I went to Indianapolis and it was a pretty good time. Mostly, I went to see Mike Noorman from the MU Skulls who has done a great job Demoing Shades of Earth. He ran an adventure called Thor’s Hammer. We were a group of Department 12 operative recruited by from the British military and some Americans. We were parachuted into Germany where we were set to meet Annette and Anna, spies already in place. They were to help us find Thor’s hammer and keep it from the Germans who hoped to harness it for a weapon in the upcoming war. Hijincks ensue and I end up stabbing an SS soldier int eh face and draining him of all his spirit points while the rest of the team take care of finding the magic belt, gauntlet and book that will allow us to open a gate in the ancient Oak that is the source of all this trouble.
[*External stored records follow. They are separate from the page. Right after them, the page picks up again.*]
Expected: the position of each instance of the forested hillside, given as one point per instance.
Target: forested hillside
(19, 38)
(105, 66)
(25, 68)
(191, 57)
It is hoped that the Hammer is hidden inside the Oak but it turn out to be a gate to another world where there is a blue oak with blue pseudo-humans guarding it. We also find some German soldier who went in before us and we enter the fry with me throwing grenades with abandon and the others reading the book to get the hammer. In the end, the thing nearly kills the engineer but we drive off the bad guys and leave the strange land.

All in all, a good demo and a fun time. The criticisms I have, upon reflection, are ones Mike has mentioned himself. This was a combination of two adventures. I think it suffered a bit from the compression and his knowledge of the uncompressed version. I think it would have worked best to go through the tree and ended up in the past (part of the adventure had us finding German weapons from 1200 years ago and the tree obviously acted as a portal), tracking a band of rogue Germans (or even a group of German soldier who joined with the local tribe) to recover the hammer. The problem being you would need to compress the leading a bit in order to get it all in a 4 hour slot.

Overall though, it stressed something I have always believed. There are people who run games like I do. That is to say, in an almost system-less manner. He could have run that game with any system and made it work. The fundamentals were there. Mike is a great GM and I am very lucky to have him demoing my games. I cannot tell him how much I appreciate that (although I sure tried).